WARNING: This story includes graphic images.
A 75-year-old man with dementia suffered severe burns when his arm ended up on a radiator while he was sleeping on the Sudbury, Ont., long-term care home where he’s been living for over a 12 months.
Frank Bruhmuller’s wife, Diane Bruhmuller, believes understaffing on the Extendicare York long-term care home was the foundation reason for his injuries. Extendicare has since apologized to the family.
“I blame the entire system there,” Diane Bruhmuller said. “On weekends, you may get two people throughout the day.”
She said those two staff members would want to look after 26 people on her husband’s floor. Many, like him, would have dementia or other complicated health issues.
Bruhmuller said she received a call early the morning of Feb. 16 that her husband was rushed to Health Sciences North hospital to treat first-, second- and third-degree burns on his arm.
“The [emergency room] doctor told me that he’d never, ever seen anything like that coming from an extended term-care facility,” she said.
Bruhmuller said her husband has a small room within the long-term care home and his bed was against a wall with a baseboard heater.
“There’s alleged to be an area between that and … so persistently after I’ve gone there, the bed is correct up against the wall,” she said.
“I am unable to even make his bed properly because there is not any room to suit the sheets between the bed and the wall.”
Bruhmuller believes her husband’s arm slipped down the side of the bed and ended up on the baseboard heater while he was sleeping.
“I’m sure he felt it, but due to his dementia, we will only assume that he knew that there was pain, but he didn’t know learn how to react to it.”
She said he needed a skin graft to treat the burns and is now recovering within the long-term care home, with regular followup appointments on the hospital.
Wife says the house not 1st alternative for her husband
Bruhmuller said the Extendicare York long-term care home was not her first alternative for her husband.
She lives in Espanola, about an hour’s drive from Sudbury.
“Espanola was our primary alternative, but on the time I used to be told, just put five selections, put your primary alternative as Espanola and see what happens,” she said.
“And it just happened that Extendicare York phoned us first that there was a non-public room available.”
Frank was moved to the long-term care home in December 2021 and has been there ever since.
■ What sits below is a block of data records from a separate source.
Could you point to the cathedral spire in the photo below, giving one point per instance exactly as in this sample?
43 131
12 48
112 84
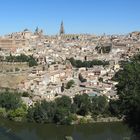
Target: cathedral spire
62 29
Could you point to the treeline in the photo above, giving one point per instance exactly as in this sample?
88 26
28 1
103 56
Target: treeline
64 111
87 64
22 58
12 107
60 111
128 90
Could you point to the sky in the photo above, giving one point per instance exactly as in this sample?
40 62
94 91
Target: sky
79 16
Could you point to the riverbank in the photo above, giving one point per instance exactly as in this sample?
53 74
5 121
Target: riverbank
89 119
10 130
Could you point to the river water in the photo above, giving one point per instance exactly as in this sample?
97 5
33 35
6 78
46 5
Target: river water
30 131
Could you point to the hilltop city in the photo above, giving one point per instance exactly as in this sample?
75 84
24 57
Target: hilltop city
48 67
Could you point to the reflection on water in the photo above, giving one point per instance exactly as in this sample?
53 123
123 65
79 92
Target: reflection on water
27 131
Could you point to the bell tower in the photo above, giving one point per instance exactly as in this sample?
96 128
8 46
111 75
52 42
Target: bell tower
62 31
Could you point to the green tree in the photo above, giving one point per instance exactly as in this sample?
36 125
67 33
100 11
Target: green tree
128 89
70 84
83 104
10 100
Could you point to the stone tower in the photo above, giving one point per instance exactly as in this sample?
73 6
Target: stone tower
62 29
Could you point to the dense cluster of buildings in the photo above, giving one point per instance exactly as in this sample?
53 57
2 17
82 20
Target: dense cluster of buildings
54 70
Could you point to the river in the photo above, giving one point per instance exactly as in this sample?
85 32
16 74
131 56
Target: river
30 131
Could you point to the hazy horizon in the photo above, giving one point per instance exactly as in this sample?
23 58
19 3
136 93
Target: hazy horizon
79 16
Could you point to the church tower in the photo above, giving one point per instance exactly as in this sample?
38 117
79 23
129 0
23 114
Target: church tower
62 31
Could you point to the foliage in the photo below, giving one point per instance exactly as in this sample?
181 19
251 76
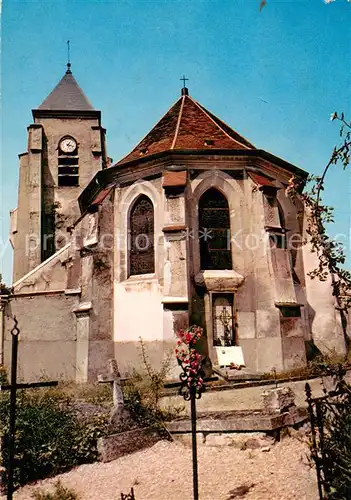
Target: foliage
93 393
153 380
60 493
50 436
335 448
331 255
188 357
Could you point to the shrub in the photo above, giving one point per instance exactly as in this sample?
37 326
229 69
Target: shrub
334 445
143 392
60 493
50 436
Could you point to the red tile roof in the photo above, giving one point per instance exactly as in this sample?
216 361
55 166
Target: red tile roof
188 126
261 180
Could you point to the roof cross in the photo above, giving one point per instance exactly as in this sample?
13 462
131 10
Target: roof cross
68 58
184 80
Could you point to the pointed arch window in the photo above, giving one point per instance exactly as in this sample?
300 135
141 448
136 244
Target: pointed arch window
214 231
141 243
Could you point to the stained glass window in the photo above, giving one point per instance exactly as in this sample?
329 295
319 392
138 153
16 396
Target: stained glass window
141 244
214 231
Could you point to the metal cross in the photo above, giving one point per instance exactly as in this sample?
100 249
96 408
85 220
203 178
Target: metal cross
13 395
68 58
184 80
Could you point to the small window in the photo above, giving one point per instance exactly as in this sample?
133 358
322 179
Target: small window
290 311
277 240
141 243
224 325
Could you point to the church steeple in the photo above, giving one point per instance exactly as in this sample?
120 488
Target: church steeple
67 96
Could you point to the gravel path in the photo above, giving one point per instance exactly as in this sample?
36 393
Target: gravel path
164 472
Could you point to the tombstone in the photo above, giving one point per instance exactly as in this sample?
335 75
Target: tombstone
120 417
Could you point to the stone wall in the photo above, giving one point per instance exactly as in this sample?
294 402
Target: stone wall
47 342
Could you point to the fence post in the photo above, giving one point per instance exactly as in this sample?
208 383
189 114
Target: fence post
314 437
12 425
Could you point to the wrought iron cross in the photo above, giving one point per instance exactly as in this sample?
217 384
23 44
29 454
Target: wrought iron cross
13 394
68 58
184 80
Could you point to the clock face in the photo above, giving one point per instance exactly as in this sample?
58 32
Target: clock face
68 145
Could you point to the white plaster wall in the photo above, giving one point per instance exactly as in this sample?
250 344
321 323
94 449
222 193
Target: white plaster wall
324 319
138 310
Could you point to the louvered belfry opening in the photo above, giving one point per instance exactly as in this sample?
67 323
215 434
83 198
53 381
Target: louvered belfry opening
214 231
141 244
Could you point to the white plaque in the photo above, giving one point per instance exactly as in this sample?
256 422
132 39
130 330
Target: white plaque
228 355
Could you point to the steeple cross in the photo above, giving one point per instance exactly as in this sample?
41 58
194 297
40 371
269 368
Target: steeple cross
184 80
68 58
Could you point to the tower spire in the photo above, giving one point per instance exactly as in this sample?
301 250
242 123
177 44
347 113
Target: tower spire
68 72
185 90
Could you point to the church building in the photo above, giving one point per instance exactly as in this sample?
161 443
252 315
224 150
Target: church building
193 226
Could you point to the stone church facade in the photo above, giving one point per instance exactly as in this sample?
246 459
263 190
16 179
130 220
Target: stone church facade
192 226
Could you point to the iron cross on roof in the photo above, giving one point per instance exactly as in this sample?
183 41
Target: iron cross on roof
183 79
68 58
184 89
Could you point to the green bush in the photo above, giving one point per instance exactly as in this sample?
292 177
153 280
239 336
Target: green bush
60 493
50 436
337 445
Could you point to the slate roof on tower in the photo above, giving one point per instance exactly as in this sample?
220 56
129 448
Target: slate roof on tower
67 96
188 126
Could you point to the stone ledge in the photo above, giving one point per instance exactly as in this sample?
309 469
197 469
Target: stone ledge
256 421
219 280
117 445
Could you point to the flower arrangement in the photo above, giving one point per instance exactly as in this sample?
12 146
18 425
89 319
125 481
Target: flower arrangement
190 360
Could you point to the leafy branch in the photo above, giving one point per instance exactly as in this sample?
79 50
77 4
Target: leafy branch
331 254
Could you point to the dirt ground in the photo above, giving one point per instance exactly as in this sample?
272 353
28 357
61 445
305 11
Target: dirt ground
164 472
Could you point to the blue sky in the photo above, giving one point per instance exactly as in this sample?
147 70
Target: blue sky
275 76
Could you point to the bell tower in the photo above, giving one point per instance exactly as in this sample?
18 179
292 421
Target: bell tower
66 147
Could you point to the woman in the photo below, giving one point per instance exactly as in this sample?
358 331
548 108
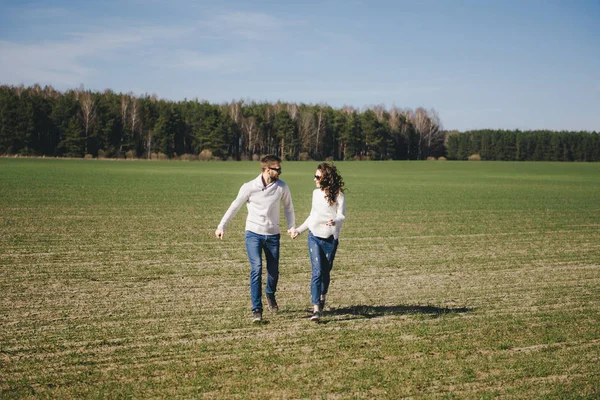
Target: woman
324 223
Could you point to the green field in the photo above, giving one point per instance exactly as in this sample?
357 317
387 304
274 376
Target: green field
452 280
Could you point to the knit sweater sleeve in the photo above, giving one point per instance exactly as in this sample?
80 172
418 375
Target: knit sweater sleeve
235 206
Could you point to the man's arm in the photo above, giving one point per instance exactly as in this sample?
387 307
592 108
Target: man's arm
235 206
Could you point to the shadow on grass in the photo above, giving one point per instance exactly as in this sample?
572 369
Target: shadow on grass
379 311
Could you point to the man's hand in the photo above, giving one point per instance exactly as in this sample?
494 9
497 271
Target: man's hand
293 233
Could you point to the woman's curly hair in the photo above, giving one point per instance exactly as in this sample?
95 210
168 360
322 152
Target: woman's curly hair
331 182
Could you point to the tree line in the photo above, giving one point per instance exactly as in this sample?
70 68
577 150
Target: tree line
41 121
45 122
503 145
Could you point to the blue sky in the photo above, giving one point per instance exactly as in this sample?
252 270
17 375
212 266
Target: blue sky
502 64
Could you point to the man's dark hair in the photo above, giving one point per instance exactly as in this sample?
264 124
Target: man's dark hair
268 161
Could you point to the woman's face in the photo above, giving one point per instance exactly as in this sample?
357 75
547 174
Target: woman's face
318 178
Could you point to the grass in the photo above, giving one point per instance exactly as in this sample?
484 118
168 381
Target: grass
452 280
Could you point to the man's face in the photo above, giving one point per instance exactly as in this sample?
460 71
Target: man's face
274 171
317 179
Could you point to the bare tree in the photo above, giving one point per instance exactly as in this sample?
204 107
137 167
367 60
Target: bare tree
320 129
250 135
124 114
87 114
293 111
427 125
435 130
306 129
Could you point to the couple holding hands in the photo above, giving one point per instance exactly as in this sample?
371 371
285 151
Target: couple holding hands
263 196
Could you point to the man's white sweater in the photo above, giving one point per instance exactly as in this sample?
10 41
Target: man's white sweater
263 203
322 212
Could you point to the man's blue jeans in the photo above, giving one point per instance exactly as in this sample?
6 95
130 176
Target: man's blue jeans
255 245
322 253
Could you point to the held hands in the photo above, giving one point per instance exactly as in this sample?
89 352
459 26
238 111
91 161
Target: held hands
293 233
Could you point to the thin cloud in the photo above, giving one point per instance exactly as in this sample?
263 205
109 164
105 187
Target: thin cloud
249 25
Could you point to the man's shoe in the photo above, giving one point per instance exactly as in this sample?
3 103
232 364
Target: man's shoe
316 316
256 317
273 307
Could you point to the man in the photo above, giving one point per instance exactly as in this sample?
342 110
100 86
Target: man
262 196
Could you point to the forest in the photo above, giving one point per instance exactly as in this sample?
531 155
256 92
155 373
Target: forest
41 121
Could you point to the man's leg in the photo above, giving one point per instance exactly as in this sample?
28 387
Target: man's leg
253 249
272 258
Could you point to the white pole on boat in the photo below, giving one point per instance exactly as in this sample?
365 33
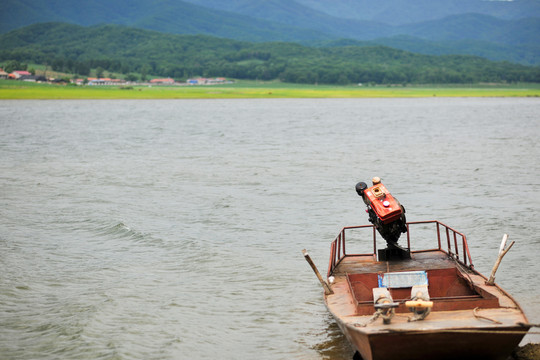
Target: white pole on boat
502 252
325 286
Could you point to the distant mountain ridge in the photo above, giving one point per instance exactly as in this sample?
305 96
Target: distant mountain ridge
499 30
126 50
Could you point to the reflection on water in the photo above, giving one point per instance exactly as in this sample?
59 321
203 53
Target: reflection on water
335 346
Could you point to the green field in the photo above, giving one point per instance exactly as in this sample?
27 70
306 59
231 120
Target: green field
11 89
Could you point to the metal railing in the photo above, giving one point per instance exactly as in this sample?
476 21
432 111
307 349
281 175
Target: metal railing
453 239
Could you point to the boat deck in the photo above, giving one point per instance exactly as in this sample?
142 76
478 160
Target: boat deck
425 260
452 288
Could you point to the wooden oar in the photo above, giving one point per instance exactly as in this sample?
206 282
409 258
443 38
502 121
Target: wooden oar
325 286
502 252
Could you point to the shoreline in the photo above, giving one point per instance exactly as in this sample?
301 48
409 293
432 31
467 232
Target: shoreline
16 90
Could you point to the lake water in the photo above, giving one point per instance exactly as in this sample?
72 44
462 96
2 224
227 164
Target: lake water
174 229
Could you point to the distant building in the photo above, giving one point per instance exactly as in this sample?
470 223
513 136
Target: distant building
205 81
17 74
167 81
105 81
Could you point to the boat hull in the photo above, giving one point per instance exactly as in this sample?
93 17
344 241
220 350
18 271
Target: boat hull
442 345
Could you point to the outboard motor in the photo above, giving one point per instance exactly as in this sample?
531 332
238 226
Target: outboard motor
387 215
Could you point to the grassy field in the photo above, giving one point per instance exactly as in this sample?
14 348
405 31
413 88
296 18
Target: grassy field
10 89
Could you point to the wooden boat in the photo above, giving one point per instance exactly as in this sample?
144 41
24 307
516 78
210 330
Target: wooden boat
455 314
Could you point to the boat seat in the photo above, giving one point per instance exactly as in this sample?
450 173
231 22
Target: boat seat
403 279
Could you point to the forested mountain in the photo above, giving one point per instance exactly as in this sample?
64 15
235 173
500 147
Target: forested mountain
498 30
399 12
169 16
116 48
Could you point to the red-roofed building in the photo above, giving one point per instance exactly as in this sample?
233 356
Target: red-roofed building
167 81
18 74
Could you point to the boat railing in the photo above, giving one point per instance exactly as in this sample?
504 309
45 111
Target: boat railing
449 240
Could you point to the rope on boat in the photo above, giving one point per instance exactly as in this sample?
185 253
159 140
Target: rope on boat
475 313
374 317
529 324
472 331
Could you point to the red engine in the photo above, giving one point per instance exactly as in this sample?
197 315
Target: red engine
386 207
385 212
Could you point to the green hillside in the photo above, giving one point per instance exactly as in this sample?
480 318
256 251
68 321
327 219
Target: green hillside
76 49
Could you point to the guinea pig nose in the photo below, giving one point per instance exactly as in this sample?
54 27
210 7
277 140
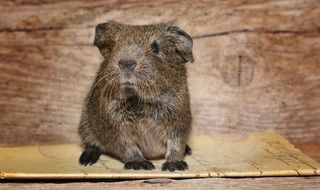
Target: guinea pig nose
128 65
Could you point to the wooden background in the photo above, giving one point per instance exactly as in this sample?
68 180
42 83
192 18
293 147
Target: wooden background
257 64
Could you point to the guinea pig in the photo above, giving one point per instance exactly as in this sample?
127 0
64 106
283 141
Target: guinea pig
138 107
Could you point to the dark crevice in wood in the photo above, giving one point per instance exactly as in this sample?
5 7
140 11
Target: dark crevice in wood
258 30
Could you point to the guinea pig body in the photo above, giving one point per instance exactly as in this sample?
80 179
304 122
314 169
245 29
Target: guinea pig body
138 107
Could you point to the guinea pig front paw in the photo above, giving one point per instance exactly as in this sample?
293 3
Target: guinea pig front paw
137 165
89 156
174 165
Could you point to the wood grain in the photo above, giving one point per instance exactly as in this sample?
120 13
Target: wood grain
217 183
257 64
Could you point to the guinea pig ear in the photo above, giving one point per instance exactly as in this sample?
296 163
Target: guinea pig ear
104 37
182 42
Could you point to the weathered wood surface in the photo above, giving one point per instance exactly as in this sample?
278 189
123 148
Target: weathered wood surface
217 183
257 64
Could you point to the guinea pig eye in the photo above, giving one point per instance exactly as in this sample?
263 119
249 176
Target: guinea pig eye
155 47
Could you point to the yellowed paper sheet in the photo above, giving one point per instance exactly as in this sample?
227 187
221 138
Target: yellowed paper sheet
245 155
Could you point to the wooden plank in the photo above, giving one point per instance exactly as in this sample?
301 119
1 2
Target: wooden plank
257 64
218 183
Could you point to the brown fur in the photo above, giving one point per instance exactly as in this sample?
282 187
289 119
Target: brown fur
144 113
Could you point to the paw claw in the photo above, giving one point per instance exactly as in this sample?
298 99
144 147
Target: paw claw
174 165
137 165
89 156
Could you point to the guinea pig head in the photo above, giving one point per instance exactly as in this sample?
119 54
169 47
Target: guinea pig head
142 60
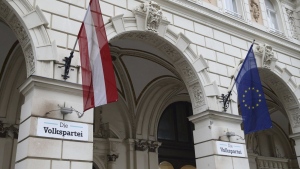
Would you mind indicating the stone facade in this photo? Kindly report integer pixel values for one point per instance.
(189, 49)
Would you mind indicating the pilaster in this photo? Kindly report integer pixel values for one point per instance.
(43, 100)
(213, 129)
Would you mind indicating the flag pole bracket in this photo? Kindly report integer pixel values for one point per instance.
(225, 99)
(67, 66)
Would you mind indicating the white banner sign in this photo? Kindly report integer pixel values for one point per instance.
(62, 129)
(230, 149)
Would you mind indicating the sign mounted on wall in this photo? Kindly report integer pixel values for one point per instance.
(62, 129)
(230, 149)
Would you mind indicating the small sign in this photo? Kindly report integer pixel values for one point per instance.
(62, 129)
(230, 149)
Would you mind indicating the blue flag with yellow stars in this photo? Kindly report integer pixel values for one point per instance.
(251, 97)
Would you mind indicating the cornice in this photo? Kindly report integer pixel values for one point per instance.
(39, 81)
(236, 27)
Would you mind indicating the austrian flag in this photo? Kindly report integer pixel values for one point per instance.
(98, 78)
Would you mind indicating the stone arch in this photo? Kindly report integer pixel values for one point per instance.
(28, 24)
(177, 47)
(280, 81)
(192, 68)
(99, 161)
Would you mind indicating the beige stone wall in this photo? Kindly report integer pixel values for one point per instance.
(256, 13)
(222, 40)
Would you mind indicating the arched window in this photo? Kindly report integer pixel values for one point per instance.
(231, 6)
(271, 14)
(175, 134)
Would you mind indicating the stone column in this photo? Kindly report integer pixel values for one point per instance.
(210, 127)
(141, 155)
(153, 155)
(112, 161)
(130, 153)
(113, 152)
(43, 97)
(296, 137)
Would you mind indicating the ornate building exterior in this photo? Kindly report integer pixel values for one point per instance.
(173, 61)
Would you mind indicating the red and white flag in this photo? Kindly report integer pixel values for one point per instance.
(98, 78)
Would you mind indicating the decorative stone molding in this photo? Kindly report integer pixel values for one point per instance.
(295, 118)
(112, 157)
(141, 145)
(169, 50)
(153, 145)
(197, 95)
(291, 20)
(8, 130)
(188, 73)
(268, 59)
(153, 15)
(255, 10)
(18, 28)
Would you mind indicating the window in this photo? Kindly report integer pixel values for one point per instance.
(271, 13)
(231, 7)
(175, 134)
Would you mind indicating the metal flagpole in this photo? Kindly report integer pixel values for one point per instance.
(225, 98)
(68, 60)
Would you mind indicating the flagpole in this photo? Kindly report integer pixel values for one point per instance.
(225, 98)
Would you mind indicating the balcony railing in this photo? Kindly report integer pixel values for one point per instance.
(272, 163)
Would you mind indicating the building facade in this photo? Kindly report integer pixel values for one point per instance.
(173, 61)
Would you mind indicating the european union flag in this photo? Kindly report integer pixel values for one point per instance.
(251, 96)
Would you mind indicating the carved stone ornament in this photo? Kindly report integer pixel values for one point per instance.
(17, 27)
(112, 157)
(153, 15)
(152, 146)
(255, 10)
(291, 20)
(187, 71)
(267, 55)
(141, 145)
(296, 118)
(198, 95)
(171, 52)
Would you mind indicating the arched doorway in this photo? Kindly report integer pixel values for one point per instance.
(12, 75)
(175, 133)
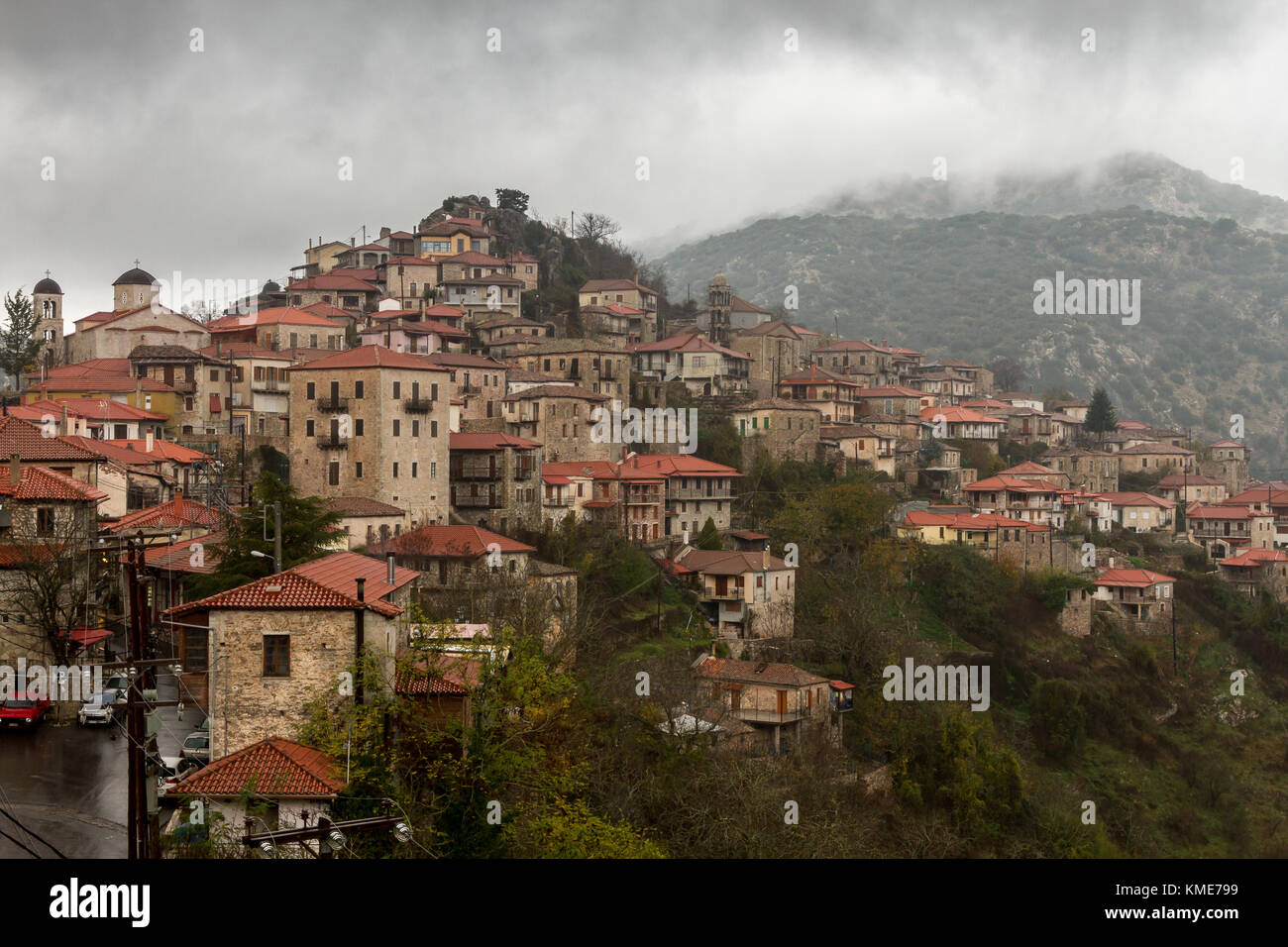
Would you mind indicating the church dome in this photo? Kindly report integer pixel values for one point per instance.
(134, 277)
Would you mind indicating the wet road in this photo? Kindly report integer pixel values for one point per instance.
(68, 784)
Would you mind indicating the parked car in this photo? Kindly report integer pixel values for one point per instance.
(196, 748)
(99, 707)
(24, 710)
(117, 684)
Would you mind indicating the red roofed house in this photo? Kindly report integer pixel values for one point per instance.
(561, 419)
(1253, 571)
(370, 421)
(134, 320)
(746, 595)
(696, 489)
(1227, 530)
(1138, 596)
(961, 423)
(1019, 497)
(179, 514)
(494, 479)
(699, 364)
(42, 514)
(273, 783)
(282, 641)
(781, 699)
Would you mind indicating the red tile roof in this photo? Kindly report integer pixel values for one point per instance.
(449, 674)
(1252, 558)
(340, 571)
(283, 591)
(368, 357)
(362, 506)
(277, 316)
(43, 483)
(29, 442)
(487, 441)
(1133, 579)
(179, 512)
(275, 768)
(678, 466)
(450, 541)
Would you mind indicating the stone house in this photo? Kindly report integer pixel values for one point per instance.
(275, 644)
(1137, 599)
(368, 522)
(786, 702)
(374, 423)
(859, 446)
(480, 382)
(1253, 571)
(273, 785)
(603, 368)
(494, 479)
(746, 596)
(1227, 530)
(559, 418)
(781, 428)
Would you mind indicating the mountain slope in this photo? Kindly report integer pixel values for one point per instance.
(1211, 339)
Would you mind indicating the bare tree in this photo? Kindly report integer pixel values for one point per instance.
(596, 227)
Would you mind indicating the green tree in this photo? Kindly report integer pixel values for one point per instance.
(709, 536)
(1102, 416)
(18, 339)
(308, 531)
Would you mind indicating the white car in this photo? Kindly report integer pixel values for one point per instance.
(99, 709)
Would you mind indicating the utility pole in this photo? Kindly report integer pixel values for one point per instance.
(329, 835)
(277, 536)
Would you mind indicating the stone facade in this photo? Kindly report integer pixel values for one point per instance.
(390, 441)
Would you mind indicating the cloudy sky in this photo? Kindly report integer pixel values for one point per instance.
(223, 163)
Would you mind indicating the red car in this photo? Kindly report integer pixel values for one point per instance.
(24, 710)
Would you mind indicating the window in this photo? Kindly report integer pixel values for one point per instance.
(277, 656)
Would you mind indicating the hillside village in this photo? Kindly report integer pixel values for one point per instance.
(439, 394)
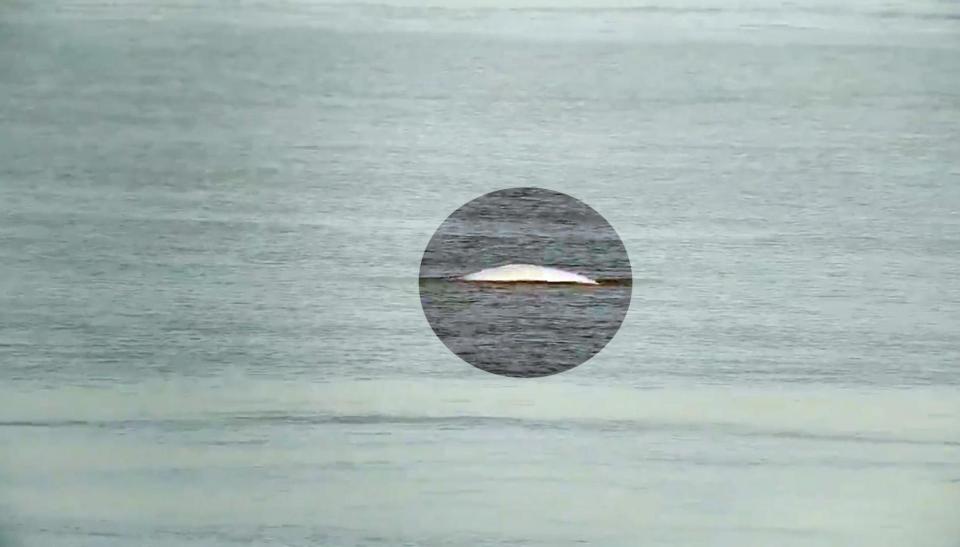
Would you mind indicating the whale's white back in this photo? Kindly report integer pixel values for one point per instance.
(529, 273)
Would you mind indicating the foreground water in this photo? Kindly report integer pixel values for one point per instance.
(212, 219)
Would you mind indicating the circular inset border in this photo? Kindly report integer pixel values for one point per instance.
(525, 282)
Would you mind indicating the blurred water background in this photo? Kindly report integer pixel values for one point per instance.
(212, 217)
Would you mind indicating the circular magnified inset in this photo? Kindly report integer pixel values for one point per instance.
(525, 282)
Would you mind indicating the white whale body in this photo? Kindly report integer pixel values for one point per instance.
(529, 273)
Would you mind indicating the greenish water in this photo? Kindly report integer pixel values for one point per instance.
(212, 219)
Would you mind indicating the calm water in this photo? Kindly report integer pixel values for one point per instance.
(212, 220)
(525, 330)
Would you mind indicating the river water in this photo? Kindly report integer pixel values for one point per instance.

They were told he would have the ability to transfer to the house in Espanola inside a 12 months, but that never happened.
Bruhmuller said she visits her husband six days per week and is his primary caregiver when she visits him.
“For the primary 12 months that I used to be there, I gave him his showers, I helped him dress, I helped him with meals. I do every thing there,” she said.
Bruhmuller added that many other residents do not have a spouse or anyone else to advocate for them.
While most of the staff are great, there aren’t enough of them, she said.
Extendicare responds
In an email to CBC News, Extendicare said it was “deeply saddened” by what happened.
“It mustn’t have taken place and we sincerely apologized to the family,” the statement said.
“Following the incident, the resident’s bed was moved to the proper location within the room. As well as, the house has been audited to make sure all resident beds are in appropriate locations in keeping with our safety policies.”
The statement also said the house will proceed to undergo monthly audits to make sure the beds are properly placed so there isn’t any risk an identical incident will occur.
Extendicare added that each one the radiators in its homes meet the standards of the Canadian Standards Association.